L'iniziativa internazionale in "solidarietà con il movimento sociale dei giovani tunisini", condanna la "repressione cieca e le ondate di arresti in molte città, il ricorso ai maltrattamenti e alla tortura", e denuncia l'indifferenza dell'Europa

 

Sergio Scandura, autore di tenaci cronache sui lutti e le infamie delle migrazioni mediterranee per Radio Radicale, avverte che dalle coste tunisine stanno salpando, e debitamente naufragando, imbarcazioni cariche non più di migranti subsahariani o mediorientali, ma di tunisini. La Tunisia, sapete, è lontana sì e no 70 chilometri da Pantelleria, più o meno come Firenze da Pisa. Lontanissima dai pensieri, se non di Pantelleria, del resto d’Italia. E’ stato appena pubblicato un appello internazionale in “solidarietà con il movimento sociale dei giovani tunisini” sottoscritto da personalità che impegnano la loro reputazione, associazioni, sindacati (Cgt, Cgil) e cittadini. Dice di guardare con allarme “alla repressione cieca e alle ondate di arresti che si sono abbattute nei giorni scorsi su centinaia di giovani dei quartieri popolari in molte città tunisine. Questi giovani non fanno che rivendicare quello che, dieci anni fa, ha dato avvio alla “rivoluzione per la dignità”: il diritto al lavoro, alla libertà, alla giustizia e all’uguaglianza.

 

“I firmatari – continua – ricordano con forza al governo tunisino che è tenuto al rispetto dei princìpi consacrati dalla Costituzione del 2014, che impegnano lo stato tunisino a rispettare la dignità dei suoi cittadini. Condannano il ricorso ai maltrattamenti, alla tortura e alle procedure giudiziarie sommarie. Osservano che l’assenza di ogni riconsiderazione delle scelte economiche e sociali del vecchio regime da parte dei governi tunisini che si sono succeduti dal 2011 ha solo impoverito ulteriormente la popolazione, soprattutto le categorie sociali precarie, e ha costretto migliaia di giovani e adulti a piccoli espedienti, alimentando i circuiti dell’economia informale, dell’immigrazione irregolare o dell’estremismo. Una situazione del genere non poteva che sfociare in un confronto con il potere che, ancora oggi, risponde alla loro angoscia e alle loro legittime richieste solo attraverso la repressione. Questi movimenti dei giovani tunisini sono rivelatori, non solo del vicolo cieco economico e sociale in cui il governo tunisino ha fatto precipitare la società, ma anche dell’indifferenza dell’Unione europea e dei governi che la compongono, accrescendo il debito che grava sul paese.
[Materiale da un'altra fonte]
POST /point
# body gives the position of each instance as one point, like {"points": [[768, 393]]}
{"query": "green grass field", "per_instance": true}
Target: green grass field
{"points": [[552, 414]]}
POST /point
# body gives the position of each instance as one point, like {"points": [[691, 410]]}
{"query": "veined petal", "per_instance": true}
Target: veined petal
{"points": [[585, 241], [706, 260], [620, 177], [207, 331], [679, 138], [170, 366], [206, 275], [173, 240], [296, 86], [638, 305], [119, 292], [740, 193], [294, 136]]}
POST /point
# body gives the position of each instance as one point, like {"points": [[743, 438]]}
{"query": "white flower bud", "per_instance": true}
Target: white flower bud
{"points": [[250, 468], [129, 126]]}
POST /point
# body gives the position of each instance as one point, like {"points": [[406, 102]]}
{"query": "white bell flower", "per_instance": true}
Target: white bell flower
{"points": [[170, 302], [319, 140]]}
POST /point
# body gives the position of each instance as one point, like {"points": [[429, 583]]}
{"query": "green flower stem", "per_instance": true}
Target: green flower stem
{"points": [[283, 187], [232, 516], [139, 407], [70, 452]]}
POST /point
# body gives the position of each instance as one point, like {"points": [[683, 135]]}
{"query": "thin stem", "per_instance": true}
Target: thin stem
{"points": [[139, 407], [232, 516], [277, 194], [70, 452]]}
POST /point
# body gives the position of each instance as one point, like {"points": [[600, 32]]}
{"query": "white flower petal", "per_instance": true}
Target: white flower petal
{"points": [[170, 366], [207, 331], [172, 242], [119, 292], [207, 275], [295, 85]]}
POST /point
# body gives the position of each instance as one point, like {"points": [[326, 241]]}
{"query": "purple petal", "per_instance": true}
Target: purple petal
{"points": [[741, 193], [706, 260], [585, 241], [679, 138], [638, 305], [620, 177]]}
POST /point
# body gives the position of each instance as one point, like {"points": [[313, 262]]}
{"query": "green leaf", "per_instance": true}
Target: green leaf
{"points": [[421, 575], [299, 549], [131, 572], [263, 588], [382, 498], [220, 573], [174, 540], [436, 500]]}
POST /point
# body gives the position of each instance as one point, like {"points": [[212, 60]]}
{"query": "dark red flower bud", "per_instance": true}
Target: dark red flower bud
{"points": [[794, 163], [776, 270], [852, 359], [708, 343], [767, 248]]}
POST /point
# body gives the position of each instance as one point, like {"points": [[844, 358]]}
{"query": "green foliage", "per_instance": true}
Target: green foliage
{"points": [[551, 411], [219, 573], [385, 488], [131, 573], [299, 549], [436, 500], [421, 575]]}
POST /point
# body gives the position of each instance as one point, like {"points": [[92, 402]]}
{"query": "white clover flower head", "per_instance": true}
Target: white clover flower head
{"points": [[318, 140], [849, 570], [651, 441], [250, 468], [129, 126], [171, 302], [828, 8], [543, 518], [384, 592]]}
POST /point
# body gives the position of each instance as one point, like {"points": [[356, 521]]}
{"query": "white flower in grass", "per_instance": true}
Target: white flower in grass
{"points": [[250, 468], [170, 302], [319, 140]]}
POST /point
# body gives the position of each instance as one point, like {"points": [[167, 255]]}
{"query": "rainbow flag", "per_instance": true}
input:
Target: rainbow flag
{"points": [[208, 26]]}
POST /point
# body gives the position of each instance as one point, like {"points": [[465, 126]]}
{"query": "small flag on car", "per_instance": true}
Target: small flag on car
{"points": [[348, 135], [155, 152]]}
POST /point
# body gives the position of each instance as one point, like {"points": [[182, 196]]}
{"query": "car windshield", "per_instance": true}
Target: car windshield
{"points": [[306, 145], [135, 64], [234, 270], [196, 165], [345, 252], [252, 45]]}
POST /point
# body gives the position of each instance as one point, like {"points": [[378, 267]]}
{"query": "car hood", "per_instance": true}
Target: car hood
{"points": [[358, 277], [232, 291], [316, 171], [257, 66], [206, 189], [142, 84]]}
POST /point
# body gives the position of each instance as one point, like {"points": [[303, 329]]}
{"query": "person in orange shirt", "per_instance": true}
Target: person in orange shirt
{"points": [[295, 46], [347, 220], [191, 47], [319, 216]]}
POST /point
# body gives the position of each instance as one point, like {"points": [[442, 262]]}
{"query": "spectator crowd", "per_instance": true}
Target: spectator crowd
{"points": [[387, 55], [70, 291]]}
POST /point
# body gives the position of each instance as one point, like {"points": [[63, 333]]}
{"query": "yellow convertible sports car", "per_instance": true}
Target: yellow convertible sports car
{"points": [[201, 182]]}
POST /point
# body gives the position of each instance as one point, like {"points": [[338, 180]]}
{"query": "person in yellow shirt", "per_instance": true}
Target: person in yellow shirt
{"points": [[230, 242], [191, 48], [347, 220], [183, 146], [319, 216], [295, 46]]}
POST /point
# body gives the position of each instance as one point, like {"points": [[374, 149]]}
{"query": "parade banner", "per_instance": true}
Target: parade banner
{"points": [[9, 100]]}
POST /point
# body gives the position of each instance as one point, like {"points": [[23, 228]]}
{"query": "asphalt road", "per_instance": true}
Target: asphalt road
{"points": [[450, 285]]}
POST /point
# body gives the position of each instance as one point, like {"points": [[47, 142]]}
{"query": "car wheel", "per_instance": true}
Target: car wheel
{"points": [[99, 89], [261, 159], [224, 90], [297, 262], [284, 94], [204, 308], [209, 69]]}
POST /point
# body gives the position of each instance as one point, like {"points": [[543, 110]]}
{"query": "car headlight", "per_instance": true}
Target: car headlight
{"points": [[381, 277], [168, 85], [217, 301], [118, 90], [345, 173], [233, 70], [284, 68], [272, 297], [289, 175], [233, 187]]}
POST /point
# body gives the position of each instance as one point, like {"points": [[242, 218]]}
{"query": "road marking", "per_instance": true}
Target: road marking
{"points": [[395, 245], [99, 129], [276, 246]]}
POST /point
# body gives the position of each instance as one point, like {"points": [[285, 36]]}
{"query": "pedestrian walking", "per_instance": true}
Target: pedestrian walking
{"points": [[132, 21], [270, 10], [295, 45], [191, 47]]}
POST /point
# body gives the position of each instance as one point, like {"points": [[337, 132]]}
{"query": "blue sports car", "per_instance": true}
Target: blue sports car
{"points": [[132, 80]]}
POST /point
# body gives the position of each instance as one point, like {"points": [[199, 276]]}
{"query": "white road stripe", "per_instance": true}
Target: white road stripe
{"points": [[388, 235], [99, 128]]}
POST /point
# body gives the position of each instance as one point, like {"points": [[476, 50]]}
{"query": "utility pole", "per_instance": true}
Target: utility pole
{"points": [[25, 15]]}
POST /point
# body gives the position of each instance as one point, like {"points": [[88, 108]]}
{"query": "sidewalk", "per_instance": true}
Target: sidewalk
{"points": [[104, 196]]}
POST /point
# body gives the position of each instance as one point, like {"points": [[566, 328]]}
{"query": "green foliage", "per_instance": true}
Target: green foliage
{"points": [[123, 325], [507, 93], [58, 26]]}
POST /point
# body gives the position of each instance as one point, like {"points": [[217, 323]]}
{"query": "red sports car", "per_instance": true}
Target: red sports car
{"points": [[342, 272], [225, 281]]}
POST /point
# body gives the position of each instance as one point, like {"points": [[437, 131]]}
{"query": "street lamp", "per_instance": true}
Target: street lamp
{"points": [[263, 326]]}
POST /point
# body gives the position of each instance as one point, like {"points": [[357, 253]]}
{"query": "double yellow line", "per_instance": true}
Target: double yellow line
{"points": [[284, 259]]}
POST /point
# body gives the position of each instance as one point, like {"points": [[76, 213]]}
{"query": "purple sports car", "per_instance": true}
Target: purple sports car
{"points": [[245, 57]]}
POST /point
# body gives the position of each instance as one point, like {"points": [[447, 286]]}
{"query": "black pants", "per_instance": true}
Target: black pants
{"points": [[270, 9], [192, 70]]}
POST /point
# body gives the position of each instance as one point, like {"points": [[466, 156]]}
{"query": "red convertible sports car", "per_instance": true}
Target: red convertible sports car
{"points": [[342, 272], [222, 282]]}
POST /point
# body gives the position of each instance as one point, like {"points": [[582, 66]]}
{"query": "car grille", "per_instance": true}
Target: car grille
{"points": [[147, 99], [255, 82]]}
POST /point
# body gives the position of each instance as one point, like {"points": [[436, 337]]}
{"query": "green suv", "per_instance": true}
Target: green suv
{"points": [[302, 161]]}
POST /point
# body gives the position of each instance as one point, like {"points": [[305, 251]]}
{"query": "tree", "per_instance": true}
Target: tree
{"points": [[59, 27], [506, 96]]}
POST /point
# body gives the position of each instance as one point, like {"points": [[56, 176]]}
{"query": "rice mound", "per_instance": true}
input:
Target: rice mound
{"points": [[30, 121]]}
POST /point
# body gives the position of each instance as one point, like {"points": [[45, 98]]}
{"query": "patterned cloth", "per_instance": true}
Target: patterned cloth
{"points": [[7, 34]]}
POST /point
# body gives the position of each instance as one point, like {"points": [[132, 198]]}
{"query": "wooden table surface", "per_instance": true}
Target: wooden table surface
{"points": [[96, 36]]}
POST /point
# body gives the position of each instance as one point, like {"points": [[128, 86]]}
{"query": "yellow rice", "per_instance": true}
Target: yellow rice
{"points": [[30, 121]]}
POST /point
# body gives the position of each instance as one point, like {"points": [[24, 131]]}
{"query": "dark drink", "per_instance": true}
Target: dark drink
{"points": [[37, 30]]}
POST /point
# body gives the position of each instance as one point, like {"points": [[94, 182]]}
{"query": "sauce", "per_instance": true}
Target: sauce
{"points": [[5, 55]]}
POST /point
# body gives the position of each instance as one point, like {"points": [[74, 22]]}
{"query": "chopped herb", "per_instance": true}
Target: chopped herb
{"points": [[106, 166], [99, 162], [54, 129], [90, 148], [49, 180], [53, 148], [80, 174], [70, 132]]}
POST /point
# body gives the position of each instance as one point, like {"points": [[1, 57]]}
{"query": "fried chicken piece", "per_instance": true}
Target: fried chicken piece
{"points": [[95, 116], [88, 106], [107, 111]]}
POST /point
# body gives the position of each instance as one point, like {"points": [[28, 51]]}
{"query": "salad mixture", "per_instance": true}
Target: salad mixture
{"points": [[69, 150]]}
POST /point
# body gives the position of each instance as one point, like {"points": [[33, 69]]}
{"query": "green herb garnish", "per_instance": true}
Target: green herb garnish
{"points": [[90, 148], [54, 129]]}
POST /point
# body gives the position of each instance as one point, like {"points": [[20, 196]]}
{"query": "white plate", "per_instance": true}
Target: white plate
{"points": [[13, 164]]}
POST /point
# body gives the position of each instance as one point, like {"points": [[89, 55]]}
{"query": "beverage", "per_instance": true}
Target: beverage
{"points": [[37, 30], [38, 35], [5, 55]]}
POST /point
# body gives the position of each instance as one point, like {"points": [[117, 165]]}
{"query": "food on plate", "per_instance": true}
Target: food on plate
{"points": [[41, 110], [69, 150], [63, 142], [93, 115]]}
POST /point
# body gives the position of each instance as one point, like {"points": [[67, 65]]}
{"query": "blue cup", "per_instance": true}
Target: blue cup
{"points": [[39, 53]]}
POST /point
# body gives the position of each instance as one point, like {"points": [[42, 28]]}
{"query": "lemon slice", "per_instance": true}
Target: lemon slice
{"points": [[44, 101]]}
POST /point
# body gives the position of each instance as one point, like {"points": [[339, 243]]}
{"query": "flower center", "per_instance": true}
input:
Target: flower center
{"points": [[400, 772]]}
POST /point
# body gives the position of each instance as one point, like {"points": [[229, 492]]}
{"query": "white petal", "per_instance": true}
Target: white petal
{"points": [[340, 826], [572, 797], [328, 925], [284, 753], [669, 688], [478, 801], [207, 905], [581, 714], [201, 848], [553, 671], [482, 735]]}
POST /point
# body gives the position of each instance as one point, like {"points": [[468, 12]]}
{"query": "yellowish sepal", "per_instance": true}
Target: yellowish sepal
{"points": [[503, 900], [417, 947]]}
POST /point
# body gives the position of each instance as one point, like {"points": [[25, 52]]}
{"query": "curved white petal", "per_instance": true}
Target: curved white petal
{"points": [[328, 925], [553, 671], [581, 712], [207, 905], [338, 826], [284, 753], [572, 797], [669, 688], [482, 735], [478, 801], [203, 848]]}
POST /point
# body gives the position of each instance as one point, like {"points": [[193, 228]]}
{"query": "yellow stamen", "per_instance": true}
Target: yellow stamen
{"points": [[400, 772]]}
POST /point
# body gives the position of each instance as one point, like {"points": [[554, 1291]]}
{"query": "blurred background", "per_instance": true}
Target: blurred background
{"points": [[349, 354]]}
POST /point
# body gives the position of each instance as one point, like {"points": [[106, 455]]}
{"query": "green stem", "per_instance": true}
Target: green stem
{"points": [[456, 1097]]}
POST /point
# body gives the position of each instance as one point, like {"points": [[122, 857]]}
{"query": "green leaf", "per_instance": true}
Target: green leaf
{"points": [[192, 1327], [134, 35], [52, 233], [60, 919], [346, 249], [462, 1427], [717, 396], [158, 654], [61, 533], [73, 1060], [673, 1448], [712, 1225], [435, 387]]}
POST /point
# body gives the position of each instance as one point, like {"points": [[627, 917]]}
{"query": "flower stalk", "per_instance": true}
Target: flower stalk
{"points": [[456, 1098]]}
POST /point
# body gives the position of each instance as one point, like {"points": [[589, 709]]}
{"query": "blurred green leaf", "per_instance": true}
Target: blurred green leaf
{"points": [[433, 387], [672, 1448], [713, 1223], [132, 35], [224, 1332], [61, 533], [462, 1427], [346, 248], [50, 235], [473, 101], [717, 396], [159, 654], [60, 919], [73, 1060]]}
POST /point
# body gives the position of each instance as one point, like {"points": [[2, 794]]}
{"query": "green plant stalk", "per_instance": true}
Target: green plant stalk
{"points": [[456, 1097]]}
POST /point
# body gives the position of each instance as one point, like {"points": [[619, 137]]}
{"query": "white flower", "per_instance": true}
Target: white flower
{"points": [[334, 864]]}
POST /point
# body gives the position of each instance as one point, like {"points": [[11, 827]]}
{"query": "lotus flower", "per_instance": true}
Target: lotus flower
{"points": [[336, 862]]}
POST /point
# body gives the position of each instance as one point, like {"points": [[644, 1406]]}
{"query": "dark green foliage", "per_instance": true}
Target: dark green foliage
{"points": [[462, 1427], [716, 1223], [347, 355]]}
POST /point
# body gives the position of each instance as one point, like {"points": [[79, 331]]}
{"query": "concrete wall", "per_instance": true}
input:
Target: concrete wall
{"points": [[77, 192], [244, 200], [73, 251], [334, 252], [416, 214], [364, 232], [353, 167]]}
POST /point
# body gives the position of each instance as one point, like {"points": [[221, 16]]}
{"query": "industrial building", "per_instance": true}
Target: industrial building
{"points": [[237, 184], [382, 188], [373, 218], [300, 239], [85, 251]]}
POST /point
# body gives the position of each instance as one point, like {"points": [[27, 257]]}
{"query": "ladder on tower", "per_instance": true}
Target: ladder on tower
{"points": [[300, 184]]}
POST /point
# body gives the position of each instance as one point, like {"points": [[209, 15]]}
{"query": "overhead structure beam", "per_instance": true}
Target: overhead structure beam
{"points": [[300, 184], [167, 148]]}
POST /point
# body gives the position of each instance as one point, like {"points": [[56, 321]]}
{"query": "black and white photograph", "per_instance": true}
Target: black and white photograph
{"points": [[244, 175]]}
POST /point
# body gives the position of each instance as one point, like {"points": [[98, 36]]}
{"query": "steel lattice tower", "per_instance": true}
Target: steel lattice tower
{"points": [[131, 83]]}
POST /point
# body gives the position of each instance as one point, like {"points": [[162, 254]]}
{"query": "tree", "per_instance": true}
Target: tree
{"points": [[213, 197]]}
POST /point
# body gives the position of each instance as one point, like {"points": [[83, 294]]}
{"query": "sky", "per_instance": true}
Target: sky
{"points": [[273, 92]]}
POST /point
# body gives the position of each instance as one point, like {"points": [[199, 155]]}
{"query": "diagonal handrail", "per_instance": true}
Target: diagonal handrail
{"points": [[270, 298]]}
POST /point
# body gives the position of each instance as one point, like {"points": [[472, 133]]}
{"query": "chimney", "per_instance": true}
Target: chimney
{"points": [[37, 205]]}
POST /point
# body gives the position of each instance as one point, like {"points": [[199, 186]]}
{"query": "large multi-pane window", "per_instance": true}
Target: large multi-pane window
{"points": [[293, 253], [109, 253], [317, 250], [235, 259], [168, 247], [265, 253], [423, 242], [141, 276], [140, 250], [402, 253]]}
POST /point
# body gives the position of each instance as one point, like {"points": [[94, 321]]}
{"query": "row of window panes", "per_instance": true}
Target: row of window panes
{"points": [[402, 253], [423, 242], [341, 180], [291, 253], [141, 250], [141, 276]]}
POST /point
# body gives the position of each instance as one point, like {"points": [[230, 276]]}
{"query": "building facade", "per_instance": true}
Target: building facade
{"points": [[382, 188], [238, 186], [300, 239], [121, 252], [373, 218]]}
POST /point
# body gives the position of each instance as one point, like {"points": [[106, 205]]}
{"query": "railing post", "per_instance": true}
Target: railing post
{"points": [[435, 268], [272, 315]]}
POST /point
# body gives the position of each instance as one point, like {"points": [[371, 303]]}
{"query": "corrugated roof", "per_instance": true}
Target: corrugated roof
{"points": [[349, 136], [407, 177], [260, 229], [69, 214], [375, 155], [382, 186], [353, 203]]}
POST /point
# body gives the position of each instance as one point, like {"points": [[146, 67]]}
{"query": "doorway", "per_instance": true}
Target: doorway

E’ più che mai necessario abrogare questo debito e offrire ai giovani tunisini la prospettiva di vivere e lavorare nel paese. In nome della fiducia nei princìpi di giustizia e di libertà per tutti i popoli e al diritto della gioventù a una vita dignitosa e pulita, facciamo appello al governo tunisino perché liberi tutte le persone ingiustamente arrestate e adotti misure adeguate alle aspirazioni del popolo tunisino e della sua rivoluzione. Facciamo anche appello a tutte e tutti coloro che amano democrazia, libertà e giustizia, in Europa e nel mondo, a premere sulle autorità tunisine affinché la rivoluzione del 2011 non si muti in un incubo, rispondendo con le pratiche repressive del passato alle legittime aspirazioni del popolo tunisino”.